Reuben Abraham on Markets from the Economist Magazine October, 2011
*An ICT4D student has commented and posted about this specific article previously; my goal is to provide an alternative critique of this article, and demonstrate the major flaws with Abraham’s article
This week in class, we continue our presentations and discussions of the various sectors that contribute to ICT development. Today, we had an active dialogue about the state of multi-national firms and businesses, as well as whether or not certain industries and business practices were positively or negatively influencing the developing countries that we focus on.
As part of this week’s dialogue, we read Mobile Phones and Economic Development: Evidence From the Fishing Industry in India from 2007 by Dr. Reuben Abraham, whom posits that mobile phones add an overall increase to the livelihoods of those actively involved in the fishing industry in India. Abraham recognizes previous research by Forestier, Grace and Kenny from 2002, whom found that inequality in the short term increased as a result of disparate access to capital between those at the marketing end of the supply chain and those at the production end. However, Abraham nonetheless attempts to show that individuals actively involved in all facets of the production chain of fishing have experienced an increased sense of safety and security, a closer connection to their loved ones and family, as well a benefit during times of emergencies or illness. This empirical evidence no doubt proves that the mobile, at least as a mere object of daily consumption, plays an integral and treasured role in the lives of fishermen, middlemen, and other players.

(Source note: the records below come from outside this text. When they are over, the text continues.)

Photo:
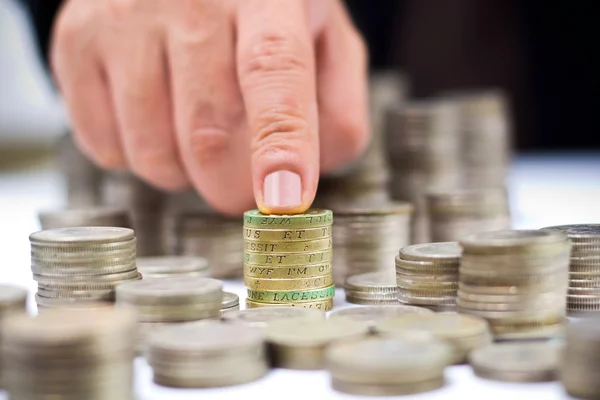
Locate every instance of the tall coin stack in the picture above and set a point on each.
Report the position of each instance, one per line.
(584, 269)
(424, 153)
(456, 213)
(287, 259)
(66, 354)
(517, 280)
(427, 275)
(81, 263)
(367, 238)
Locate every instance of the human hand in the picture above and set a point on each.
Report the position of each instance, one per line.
(247, 100)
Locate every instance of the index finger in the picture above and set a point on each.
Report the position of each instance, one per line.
(276, 71)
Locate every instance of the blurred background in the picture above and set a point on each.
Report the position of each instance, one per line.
(540, 54)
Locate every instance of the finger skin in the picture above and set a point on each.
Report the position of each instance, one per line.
(276, 71)
(82, 81)
(209, 114)
(342, 91)
(139, 81)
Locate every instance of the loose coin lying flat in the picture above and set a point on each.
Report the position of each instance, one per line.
(517, 362)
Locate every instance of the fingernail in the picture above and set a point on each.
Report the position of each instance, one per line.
(282, 189)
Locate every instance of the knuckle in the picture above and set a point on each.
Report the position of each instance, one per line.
(275, 51)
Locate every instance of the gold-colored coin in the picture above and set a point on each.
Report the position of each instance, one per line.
(307, 246)
(325, 305)
(298, 271)
(283, 259)
(287, 235)
(317, 282)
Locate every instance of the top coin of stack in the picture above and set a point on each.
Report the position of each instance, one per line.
(81, 263)
(97, 216)
(366, 239)
(427, 275)
(584, 268)
(517, 280)
(456, 213)
(287, 259)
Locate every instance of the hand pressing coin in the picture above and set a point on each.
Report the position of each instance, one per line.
(247, 100)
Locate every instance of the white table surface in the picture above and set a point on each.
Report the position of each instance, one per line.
(545, 190)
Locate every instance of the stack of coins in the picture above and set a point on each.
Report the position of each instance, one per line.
(463, 332)
(171, 300)
(517, 280)
(580, 363)
(371, 288)
(287, 259)
(213, 237)
(424, 153)
(81, 263)
(485, 138)
(96, 216)
(13, 300)
(427, 275)
(456, 213)
(367, 239)
(230, 303)
(384, 366)
(301, 343)
(82, 177)
(517, 362)
(145, 205)
(207, 354)
(169, 266)
(66, 354)
(584, 270)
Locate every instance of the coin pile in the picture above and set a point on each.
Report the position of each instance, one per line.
(463, 332)
(66, 354)
(422, 140)
(517, 362)
(230, 303)
(387, 366)
(13, 300)
(170, 266)
(517, 280)
(287, 259)
(584, 270)
(262, 317)
(213, 237)
(207, 354)
(301, 343)
(373, 314)
(580, 363)
(94, 216)
(366, 239)
(459, 212)
(427, 275)
(81, 263)
(371, 288)
(145, 207)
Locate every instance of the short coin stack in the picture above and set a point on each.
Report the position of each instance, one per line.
(584, 269)
(456, 213)
(66, 354)
(371, 288)
(387, 366)
(517, 280)
(580, 364)
(162, 301)
(366, 239)
(81, 263)
(287, 259)
(427, 275)
(13, 300)
(207, 354)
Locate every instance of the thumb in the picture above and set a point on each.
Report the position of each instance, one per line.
(277, 77)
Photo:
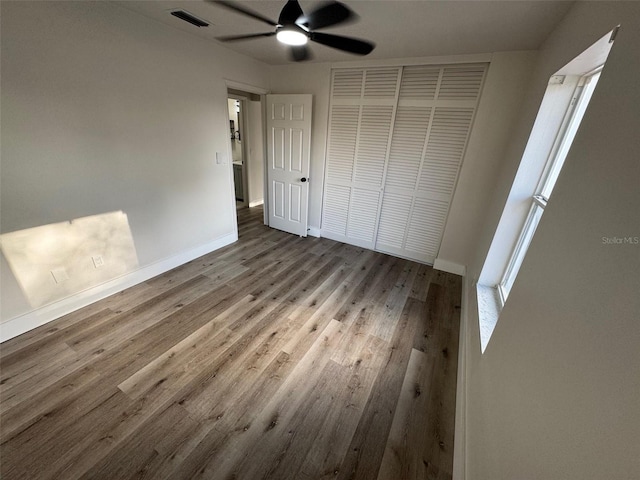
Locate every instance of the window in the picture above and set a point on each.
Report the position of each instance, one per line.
(553, 166)
(563, 106)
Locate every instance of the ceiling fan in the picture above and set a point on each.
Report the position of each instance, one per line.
(295, 28)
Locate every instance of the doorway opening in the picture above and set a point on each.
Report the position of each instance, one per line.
(246, 147)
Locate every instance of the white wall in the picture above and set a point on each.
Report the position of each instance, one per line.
(555, 396)
(104, 110)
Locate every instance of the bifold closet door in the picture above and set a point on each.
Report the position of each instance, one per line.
(393, 162)
(361, 121)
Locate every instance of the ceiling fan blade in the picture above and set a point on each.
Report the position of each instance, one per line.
(290, 13)
(300, 53)
(326, 16)
(235, 38)
(244, 10)
(348, 44)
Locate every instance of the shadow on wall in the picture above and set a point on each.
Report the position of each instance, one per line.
(55, 261)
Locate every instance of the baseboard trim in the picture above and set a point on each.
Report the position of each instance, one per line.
(15, 326)
(449, 267)
(314, 232)
(460, 429)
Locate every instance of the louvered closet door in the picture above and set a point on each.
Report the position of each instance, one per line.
(393, 162)
(435, 110)
(361, 120)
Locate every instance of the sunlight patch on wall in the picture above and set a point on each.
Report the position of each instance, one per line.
(55, 261)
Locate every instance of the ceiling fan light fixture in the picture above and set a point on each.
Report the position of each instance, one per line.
(292, 37)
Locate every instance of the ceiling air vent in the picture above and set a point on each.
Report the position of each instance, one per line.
(187, 17)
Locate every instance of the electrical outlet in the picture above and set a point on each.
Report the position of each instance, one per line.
(59, 275)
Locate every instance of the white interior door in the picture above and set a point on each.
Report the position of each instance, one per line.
(288, 155)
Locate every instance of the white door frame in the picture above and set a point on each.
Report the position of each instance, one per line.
(288, 135)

Unfortunately, Abraham’s article is initially positioned to determine specific quantitative results proving that the integration of mobile phones reduced risk as well as losses, resulted in less wastage of time and resources by fishermen, as well as aided in the decrease of price dispersion and fluctuation in the marketplace. Not only are these economic conclusions proved misplaced by the empirical and quantitative evidence that Abraham conducts, but also the actual methodology that Abraham uses to conduct these surveys renders any assumptions from his work unfounded and inconclusive.

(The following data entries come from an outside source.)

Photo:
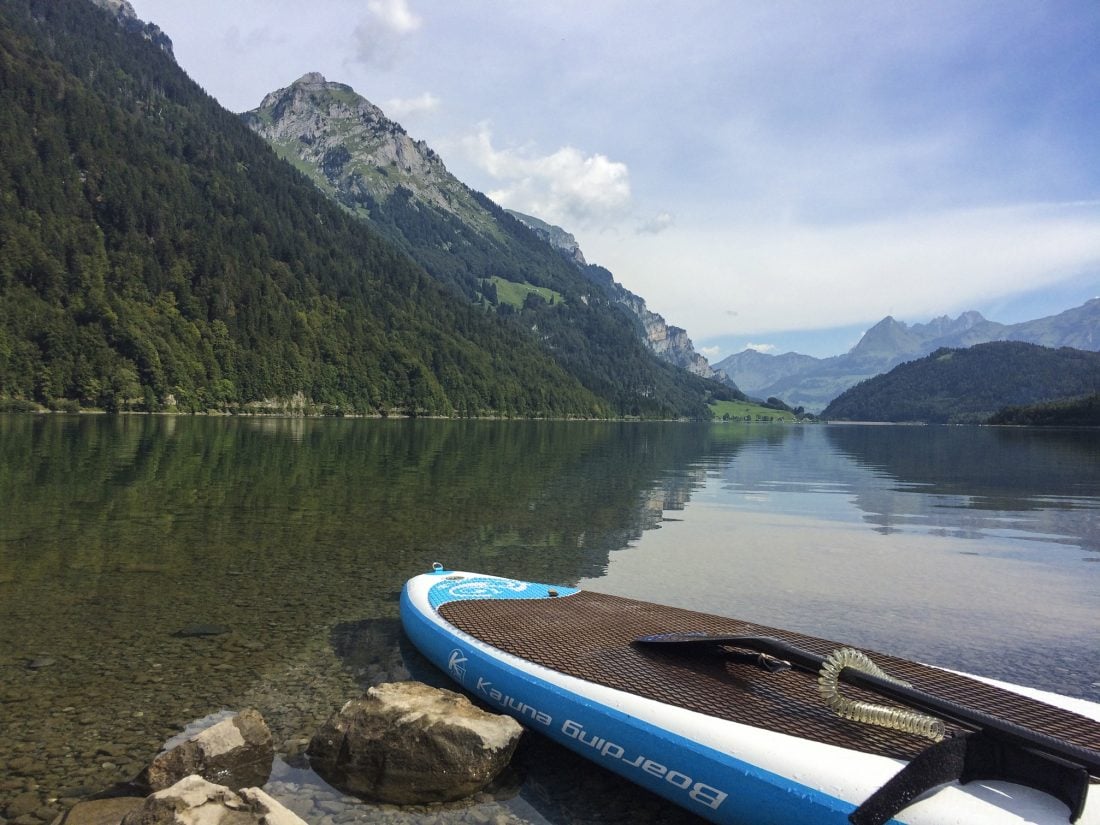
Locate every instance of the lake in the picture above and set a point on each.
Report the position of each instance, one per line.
(157, 570)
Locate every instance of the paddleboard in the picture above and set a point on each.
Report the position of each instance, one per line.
(721, 732)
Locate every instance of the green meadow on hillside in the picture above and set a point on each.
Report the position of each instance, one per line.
(746, 410)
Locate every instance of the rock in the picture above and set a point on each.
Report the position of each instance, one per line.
(100, 812)
(406, 743)
(194, 801)
(23, 804)
(235, 752)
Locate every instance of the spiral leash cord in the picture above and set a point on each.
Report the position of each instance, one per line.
(894, 718)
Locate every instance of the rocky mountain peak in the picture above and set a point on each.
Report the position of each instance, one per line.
(353, 151)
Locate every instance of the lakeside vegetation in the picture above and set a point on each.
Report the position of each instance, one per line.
(156, 255)
(1068, 413)
(970, 385)
(749, 411)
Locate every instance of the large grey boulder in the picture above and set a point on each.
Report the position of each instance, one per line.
(235, 752)
(194, 801)
(406, 743)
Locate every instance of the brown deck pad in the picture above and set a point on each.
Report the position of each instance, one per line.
(589, 635)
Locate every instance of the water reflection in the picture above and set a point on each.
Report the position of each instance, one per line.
(297, 535)
(974, 482)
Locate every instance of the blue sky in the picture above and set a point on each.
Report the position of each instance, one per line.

The first of these market assumptions that he seeks to explore is the notion that mobile phones result in “less wastage of time and resources” by fishermen and middlemen. Abraham notes that the “exploratory data” implies that fishermen should be able to be out at sea for longer periods of time due to the use of mobiles, but unfortunately 50% of those surveyed in the Kerala, India fishing industry did not respond to this question. This lack of conclusive data does not aid his assumption in the least. Additionally, the assumption that mobiles “increased fishermen’s ability to sell their goods in the highest priced markets” was completely undercut by the mere hierarchy within the Indian fishing industry. Due to the relationship between fishermen and the middlemen whom control the commissions from the fish, the fishermen were forced to sell their fish in the markets where the middlemen were able to achieve the highest gains. Unfortunately, this left a gaping hole in the idea that a greater awareness of market prices due to communication from the mobiles would result in a net profit increase by fishermen. Theoretically, this assumption could prove valid in a region where this relationship provides more freedom to fishermen, but as far as Kerala, India and this survey is concerned it is rendered false.

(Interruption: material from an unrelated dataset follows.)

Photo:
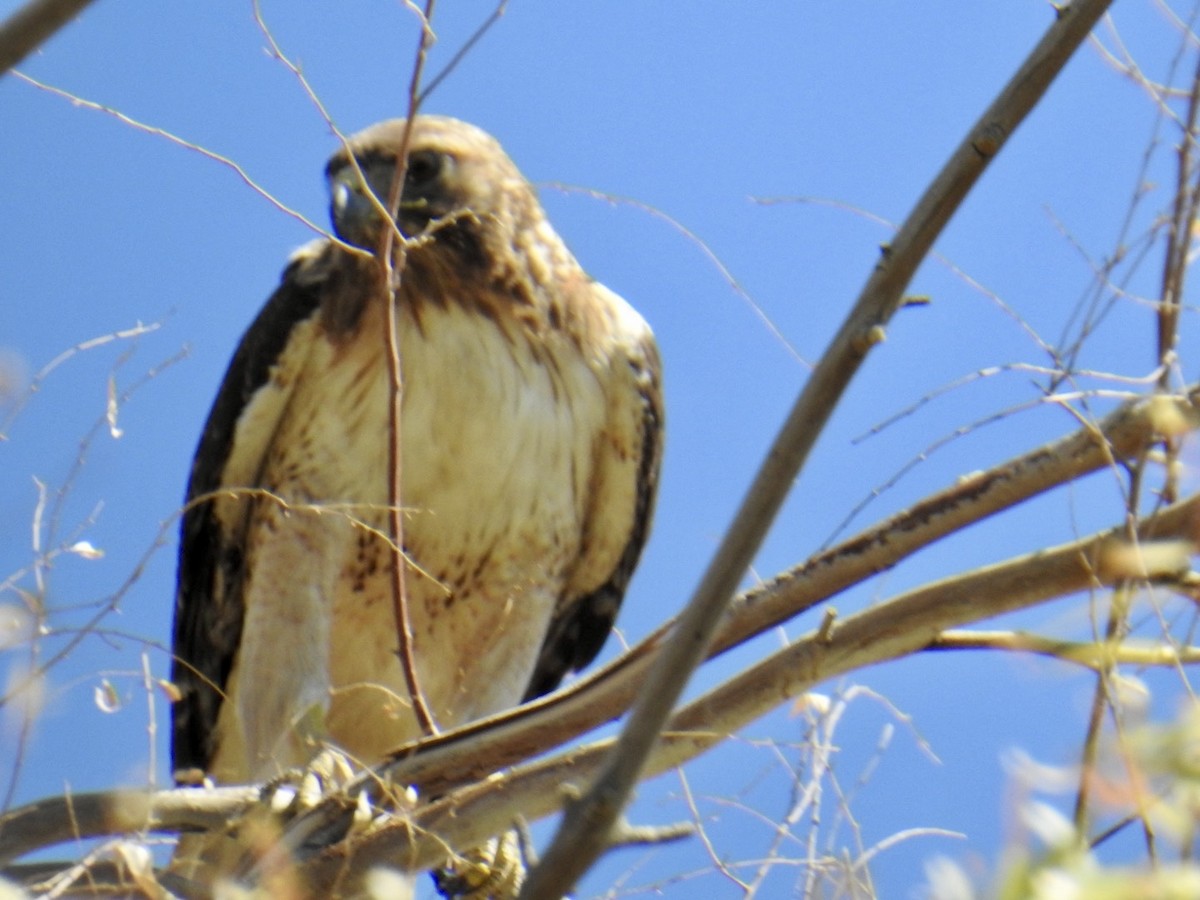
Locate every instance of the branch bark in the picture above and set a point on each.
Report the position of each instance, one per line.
(585, 831)
(31, 25)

Abraham then attempts to underscore the notion that mobiles result in “decreases in price dispersions and fluctuations”, which would result in greater price transparency along the region. However, due to the inability to collect data in Kerala before mobiles began to be utilized in 1997 (aka: create a control group), it is quantitatively inconclusive to suggest that mobiles have helped to maintain even prices and competition across the region. Abraham’s footnotes add incredulity to the inconclusive, as he post-scripts that market players “would potentially lose subsidies that they currently use” if the data showed “higher incomes than that which was officially reported”.
Finally and perhaps most importantly, the assumption that mobiles helped to reduce risk and losses, which is a valiant and worthwhile market enhancement, was proven by the data to “not translate into increased incomes” by the fishermen. With an equal number of those surveyed responding that they observed both an increase of incomes and no change in their incomes, there was no clear indication that they were reaping a greater benefit from the mobile phone, even though 75% of those surveyed stated that they felt risk had decreased. Additionally, since these phones were not part of any subsidized program or initiative, and since data plans are often paid in a ‘pay-as-you-go” system, if anything the fishermen have witnessed a decrease in income.
Adding insult to injury, Abraham astonishingly mentions in a footnote that those surveyed were “uncomfortable with answering,” honestly, since it seems that they assumed he “was a front for the mobile phone companies”. The potentially catastrophic effects of his lack of proper methodology for this article do not favor Abraham’s market assessment in any way.
What began as an attempt to evaluate the benefits of mobiles in the fishing market in India resulted in demonstrably inconclusive quantitative data, as well as troubling information from an empirical survey that seems to not have been undertaken in a responsible manner. Perhaps there is an industry in the developing world in which mobiles can make an impact, or furthermore, a way to actually increase incomes and achieve higher fishery market results without causing “the poorest of the poor” to suffer initially (better boats and fish freezers perhaps?). But one thing is for sure: it is not the fishing industry in Kerala, India.